Harlem’s own National Black Theatre gets first OBIE Award
Linda Armstrong | 8/13/2020, midnight
For 65 years the Annual Obie Awards Ceremony has been acknowledging the best in Off- and Off-Off Broadway theater. This year at a ceremony presented on YouTube Dr. Barbara Ann Teer’s National Black Theatre (NBT) received its first Obie Award for Sustained Excellence in Production and Continued Advocacy on behalf of Black artists. Anyone familiar with the National Black Theatre, which has been located on 125th Street and Fifth Avenue in its own physical complex and has been delivering Black productions for 52 years, knows that this honor was well earned. The award highlighted works from the 2019-2020 season that included “125th & FREEdom” and “100 Year/100 Women.” NBT is headed by CEO Sade Lythcott, daughter of the late Dr. Teer, and NBT’s Artistic Director Jonathan McCrocy, who plays an imperative role in the substance of what NBT creates.
National Black Theatre CEO Lythcott recently spoke to the AmNews about this incredible honor.
AmNews: How did you feel when National Black Theatre received its first Obie Award for Sustained Excellence in Production and Continued Advocacy on behalf of Black Artists?
Sade Lythcott: It was an incredible and unexpected surprise! NBT has been dedicated to creating a home for Black artists for over half a century. We serve from a space of deep and unbinding love for our people, stories and community. We have never centered recognition or awards as a benchmark of our success, but of course it feels wonderful when we are recognized because it means that our impact is being felt.
AMN: Your mother created National Black Theatre in 1968, and for over 50 years it has been a place that welcomed and nurtured Black artists, telling our stories as only we can. How do you think your mother would have received this honor?
SL: My mother, Dr. Barbara Ann Teer, loved celebrations. I remember growing up and watching her get dressed to the nines every year for the AUDELCO awards.
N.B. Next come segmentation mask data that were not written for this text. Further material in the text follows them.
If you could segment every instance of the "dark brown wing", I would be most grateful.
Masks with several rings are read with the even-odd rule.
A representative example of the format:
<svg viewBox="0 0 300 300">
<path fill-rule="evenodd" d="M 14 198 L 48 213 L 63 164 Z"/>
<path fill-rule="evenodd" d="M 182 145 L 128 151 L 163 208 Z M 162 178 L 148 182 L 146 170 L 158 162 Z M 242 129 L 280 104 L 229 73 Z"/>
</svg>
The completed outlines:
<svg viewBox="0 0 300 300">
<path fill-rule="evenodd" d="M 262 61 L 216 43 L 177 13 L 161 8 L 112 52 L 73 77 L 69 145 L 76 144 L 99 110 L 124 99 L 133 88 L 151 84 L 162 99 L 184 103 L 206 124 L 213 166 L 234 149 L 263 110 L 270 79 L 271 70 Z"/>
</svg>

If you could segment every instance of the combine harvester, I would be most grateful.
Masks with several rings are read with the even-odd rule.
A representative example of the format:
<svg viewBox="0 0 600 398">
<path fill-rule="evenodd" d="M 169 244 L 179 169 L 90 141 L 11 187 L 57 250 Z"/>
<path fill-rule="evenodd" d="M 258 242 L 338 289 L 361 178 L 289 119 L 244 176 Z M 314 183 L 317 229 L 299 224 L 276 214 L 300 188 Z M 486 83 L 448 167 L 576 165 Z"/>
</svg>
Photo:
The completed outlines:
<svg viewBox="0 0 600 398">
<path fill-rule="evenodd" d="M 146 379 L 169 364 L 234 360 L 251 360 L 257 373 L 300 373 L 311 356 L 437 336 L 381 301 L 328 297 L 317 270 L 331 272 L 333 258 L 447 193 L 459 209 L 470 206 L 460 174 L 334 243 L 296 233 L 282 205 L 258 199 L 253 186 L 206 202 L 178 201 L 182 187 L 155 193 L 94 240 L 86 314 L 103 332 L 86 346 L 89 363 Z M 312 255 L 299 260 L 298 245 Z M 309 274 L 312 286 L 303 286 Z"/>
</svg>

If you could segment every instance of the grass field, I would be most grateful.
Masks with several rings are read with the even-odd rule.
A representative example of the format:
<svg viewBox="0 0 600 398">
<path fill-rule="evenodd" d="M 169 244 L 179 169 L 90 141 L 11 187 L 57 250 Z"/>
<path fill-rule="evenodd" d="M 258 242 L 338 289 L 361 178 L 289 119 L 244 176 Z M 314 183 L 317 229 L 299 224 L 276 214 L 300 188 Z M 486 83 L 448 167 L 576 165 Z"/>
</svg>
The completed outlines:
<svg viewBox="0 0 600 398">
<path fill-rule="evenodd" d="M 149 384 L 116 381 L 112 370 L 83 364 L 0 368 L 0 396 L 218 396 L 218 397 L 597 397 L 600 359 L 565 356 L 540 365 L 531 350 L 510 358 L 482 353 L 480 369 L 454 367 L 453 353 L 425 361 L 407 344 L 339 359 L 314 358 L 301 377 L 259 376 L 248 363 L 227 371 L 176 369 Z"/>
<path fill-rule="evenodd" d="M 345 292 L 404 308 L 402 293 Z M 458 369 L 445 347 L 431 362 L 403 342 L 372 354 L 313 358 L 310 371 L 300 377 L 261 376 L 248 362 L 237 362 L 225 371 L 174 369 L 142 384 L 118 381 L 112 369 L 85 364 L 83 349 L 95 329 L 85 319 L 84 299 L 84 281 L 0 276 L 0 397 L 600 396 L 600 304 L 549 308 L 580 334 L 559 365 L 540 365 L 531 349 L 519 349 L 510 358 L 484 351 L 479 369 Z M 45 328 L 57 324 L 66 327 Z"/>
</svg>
She thought it was an important part of the ritual that is theater. She would have felt honored and would have used her speech to continue to shed light on centering our stories in service to Black liberation and human transformation. She would have taken the time to invite everyone to lean into this moment in history and to listen to the wisdom of our ancestors that are beckoning and guiding us through this difficult and transformational time.
AMN: The Obie Awards honor excellence in Off and Off-Off Broadway Theater. What does receiving acknowledgement from this group mean to a theater which has stayed focused and true to its mission? Does it inspire you to take things to the next level, and what would that level be?
SL: We are in a space of tremendous artistic rigor. We always have been. Rigor, training and spirituality as a tool for liberation and transformation is at the root of everything we do. The work that NBT generates is a product of those principles and I truly don’t believe that there is any higher level than that. The genius of Dr. Teer is that she placed zero value on the white gaze or lens. If they recognized her work, fine. If they didn’t, that was ok too because the work was intended to be just as rigorous for our audience as for our artists. It was meant to make you feel and confront your relationship with your own oppression and, in turn, begin to take action dismantling those stories in ourselves and in our communities. She invented an original art form that she referred to as “working Blackly.” Awards like the OBIE bring new eyeballs to our work, which can often lead to more resources being brought to our table, and with more resources it means we can deepen our impact and create more opportunities for Black artists to continue to dream and radically imagine a future where we are all truly free.